Archive 2009
Other Archives
|
 |
|
October 16 - 31, 2006
Shameful situation of public health in India
Hundreds of cases of the preventable deadly diseases, dengue have been reported from India’s capital, Delhi and nearby cities like Gurgaon, Ghaziabad. As we go to the press, over 50 people have already died of dengue, which is transmitted by mosquitoes and thousands of people in about 10 states of India have been affected by it. Dengue is an infection which is reported year after year during this season; however, precious little has been done to avert it. Similarly, cases of another avertable and abominable ailment – polio – have been reported from the financial capital, Mumbai. The authorities have been claiming that polio had been virtually eradicated a few years ago.
If this is the situation with regard to public health in the capital and metro cities, one can well imagine how much worse it could be in smaller towns and villages. Sanitation conditions in most of the Indian cities and towns are appalling; more so in localities in which the working masses live, and epidemics are just waiting to break out. In Kerala, around 50,000 persons have contracted the disease ‘chikungunya’ and over 100 persons have lost their lives. In the worst affected district, Alappuzha, people have been fleeing from their homes, schools and colleges are remaining closed and even courts not functioning. Outbreaks of deadly diseases such as leptospirosis, dengue fever, Japanese encephalitis at different times of the year are a common feature in all parts of the country. Following the public outcry against the shameful situation, newspapers in Delhi and the rest of the country are full of pictures and reports, showing pools of stagnant water even within the premises of government institutions allowing deadly mosquitoes to breed and detailing the lamentable condition of water and drainage pipes in places where they exist at all. As is well known, the majority of the Indian people continue to be denied piped drinking water. Cases of pipes not being maintained and drinking water getting mixed with sewage before being supplied to people’s homes are common place in towns all across India.

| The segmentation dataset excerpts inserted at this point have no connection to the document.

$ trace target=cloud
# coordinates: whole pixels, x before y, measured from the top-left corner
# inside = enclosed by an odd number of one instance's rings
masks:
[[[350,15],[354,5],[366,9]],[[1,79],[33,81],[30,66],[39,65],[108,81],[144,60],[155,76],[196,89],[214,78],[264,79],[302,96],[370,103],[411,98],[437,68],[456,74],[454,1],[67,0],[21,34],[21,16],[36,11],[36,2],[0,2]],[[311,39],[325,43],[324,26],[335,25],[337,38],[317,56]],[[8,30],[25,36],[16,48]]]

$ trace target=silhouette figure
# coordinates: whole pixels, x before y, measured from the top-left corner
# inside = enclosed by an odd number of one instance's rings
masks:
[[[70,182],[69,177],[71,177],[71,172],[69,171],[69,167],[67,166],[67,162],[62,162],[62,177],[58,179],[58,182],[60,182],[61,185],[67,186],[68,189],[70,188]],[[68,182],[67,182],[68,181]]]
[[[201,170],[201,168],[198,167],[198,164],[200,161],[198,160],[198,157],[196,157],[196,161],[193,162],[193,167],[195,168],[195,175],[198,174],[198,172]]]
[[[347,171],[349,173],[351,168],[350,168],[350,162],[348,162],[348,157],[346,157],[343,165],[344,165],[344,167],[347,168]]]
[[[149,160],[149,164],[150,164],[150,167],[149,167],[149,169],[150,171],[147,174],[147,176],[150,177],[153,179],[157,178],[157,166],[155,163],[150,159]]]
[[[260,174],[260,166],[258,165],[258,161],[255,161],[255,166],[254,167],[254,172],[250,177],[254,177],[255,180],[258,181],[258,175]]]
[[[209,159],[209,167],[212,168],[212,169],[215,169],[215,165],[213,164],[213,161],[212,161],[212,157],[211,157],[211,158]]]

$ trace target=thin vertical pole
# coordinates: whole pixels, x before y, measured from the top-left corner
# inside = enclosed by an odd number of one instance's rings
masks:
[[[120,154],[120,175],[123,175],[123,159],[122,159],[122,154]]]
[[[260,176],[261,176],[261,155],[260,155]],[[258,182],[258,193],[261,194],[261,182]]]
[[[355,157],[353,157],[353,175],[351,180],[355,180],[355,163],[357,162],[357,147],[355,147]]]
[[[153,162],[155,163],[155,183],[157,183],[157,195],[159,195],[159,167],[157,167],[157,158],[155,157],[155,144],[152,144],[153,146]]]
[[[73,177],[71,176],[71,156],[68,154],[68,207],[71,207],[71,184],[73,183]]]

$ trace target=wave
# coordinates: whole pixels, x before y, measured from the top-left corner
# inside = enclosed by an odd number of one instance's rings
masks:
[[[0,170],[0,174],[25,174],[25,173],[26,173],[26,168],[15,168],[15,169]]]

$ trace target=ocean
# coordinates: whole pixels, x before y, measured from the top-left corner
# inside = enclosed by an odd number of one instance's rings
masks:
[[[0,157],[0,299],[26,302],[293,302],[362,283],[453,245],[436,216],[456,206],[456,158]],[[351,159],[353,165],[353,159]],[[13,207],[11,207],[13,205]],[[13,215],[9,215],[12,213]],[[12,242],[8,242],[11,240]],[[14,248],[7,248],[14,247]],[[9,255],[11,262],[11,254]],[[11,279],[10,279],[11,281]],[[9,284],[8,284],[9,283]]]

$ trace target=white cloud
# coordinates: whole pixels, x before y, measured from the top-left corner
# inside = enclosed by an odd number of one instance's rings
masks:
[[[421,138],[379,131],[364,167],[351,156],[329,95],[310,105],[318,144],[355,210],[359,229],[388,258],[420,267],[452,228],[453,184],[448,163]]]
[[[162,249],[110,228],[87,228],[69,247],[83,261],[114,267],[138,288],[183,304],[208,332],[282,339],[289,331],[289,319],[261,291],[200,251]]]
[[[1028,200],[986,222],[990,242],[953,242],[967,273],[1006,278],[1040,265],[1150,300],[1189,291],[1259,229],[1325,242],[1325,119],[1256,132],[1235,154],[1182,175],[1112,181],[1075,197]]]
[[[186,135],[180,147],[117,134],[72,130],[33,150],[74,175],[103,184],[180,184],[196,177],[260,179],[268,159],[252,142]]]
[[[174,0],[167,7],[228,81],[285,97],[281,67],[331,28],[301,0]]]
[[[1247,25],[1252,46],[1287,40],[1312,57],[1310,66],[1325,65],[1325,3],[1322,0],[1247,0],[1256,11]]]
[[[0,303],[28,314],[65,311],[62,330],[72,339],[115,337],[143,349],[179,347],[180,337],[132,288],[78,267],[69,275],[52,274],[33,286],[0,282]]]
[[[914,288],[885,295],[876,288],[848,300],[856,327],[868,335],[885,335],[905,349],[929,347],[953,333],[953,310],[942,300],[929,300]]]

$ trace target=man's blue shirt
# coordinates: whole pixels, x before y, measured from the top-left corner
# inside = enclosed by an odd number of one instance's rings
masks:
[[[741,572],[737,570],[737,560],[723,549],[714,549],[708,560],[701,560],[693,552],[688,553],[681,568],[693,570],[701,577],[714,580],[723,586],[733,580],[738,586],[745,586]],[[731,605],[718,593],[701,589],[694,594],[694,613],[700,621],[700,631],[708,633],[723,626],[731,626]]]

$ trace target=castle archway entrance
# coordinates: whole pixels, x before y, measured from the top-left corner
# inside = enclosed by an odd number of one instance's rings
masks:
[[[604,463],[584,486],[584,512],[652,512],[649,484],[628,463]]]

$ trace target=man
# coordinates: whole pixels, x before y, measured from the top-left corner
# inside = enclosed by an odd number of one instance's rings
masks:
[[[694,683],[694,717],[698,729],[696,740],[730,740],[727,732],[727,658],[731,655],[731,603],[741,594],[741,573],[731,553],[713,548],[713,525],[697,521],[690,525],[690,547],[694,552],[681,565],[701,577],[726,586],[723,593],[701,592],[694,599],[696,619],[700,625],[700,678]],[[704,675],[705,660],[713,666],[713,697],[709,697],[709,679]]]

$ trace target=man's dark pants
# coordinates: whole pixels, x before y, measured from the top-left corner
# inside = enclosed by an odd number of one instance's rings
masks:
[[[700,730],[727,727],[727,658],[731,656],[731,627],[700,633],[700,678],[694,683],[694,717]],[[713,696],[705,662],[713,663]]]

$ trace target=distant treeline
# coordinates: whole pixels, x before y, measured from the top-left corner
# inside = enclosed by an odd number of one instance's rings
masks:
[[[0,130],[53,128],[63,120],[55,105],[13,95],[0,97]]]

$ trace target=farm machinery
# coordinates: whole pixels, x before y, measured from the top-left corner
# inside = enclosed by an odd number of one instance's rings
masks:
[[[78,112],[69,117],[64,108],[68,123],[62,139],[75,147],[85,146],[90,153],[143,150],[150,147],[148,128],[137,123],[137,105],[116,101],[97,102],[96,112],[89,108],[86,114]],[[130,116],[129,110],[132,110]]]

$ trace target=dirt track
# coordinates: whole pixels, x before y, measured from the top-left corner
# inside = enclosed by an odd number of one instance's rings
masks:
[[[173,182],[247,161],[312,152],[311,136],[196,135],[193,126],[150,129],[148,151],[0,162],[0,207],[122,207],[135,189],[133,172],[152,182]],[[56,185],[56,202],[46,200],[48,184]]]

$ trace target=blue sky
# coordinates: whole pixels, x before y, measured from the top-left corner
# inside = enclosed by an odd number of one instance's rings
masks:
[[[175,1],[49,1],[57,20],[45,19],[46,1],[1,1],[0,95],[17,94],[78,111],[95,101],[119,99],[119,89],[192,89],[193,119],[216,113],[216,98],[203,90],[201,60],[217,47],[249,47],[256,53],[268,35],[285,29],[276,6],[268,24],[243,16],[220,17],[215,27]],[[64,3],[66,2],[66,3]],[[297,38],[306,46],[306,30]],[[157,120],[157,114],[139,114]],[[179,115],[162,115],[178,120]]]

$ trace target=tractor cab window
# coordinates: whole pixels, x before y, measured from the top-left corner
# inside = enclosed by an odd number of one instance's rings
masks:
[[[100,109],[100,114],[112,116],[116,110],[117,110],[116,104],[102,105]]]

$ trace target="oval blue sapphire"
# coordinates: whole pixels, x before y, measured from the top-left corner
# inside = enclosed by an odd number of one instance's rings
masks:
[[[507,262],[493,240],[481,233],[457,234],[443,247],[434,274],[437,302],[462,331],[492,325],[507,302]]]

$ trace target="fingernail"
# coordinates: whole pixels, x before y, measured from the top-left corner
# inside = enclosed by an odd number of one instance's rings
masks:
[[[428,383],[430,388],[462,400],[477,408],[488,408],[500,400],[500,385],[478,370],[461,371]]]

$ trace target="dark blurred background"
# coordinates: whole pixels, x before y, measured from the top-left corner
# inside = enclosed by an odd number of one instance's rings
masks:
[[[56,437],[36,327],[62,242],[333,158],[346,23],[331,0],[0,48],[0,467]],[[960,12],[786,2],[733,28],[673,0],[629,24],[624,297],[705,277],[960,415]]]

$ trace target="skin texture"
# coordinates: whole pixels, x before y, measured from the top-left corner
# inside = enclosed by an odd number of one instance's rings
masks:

The Indian state has abdicated its responsibility for the health and well being of the citizens of India. Even providing sanitary living and working conditions is a responsibility abandoned by the governments at various levels long ago. Over the last couple of decades, the spending on public health has never kept pace with the requirements of the people. In fact, like in other capitalist states, spending on health and education has been cut in real terms invariably every passing year. The new mantra in the era of liberalisation and privatisation has been “each one fend for himself”. Even basic services like water and sanitation are increasingly being handed over to private parties who are required to provide them to people only if they can rake in alluring profits! Public (i.e. government run) hospitals to which the majority of poor and working people can afford to go, have been allowed to go seed, with equipment not functioning, appalling conditions of hygiene and sanitation and the doctors and medical staff stretched to the extreme in having to treat thousands of patients each day with very inadequate facilities. On the other hand, hundreds of hospitals for the elite are being built by private entities and there has been much talk of promoting “health tourism” – by which patients from foreign countries can avail world class medical facilities in India at a much lower cost than in economically advanced countries. This then is the shameful state of sanitation and public health in India.
This terrible situation of the public health system and the apathetic attitude of the government towards the health of the masses of people is a grave indictment of the Indian state of the big bourgeoisie and the rotten and oppressive social system it defends. Under this system, those who toil to produce wealth for society are doomed to die like flies while those who parasitize on and reap profits out of the labour of the toiling millions are provided fancy health care services at the cost of the rest of society. It is imperative that the toiling masses unite and organize to put an end to this system and usher in the rule of the workers and peasants, which alone can guarantee good health care, security of life and livelihood and well-being for all the toiling masses.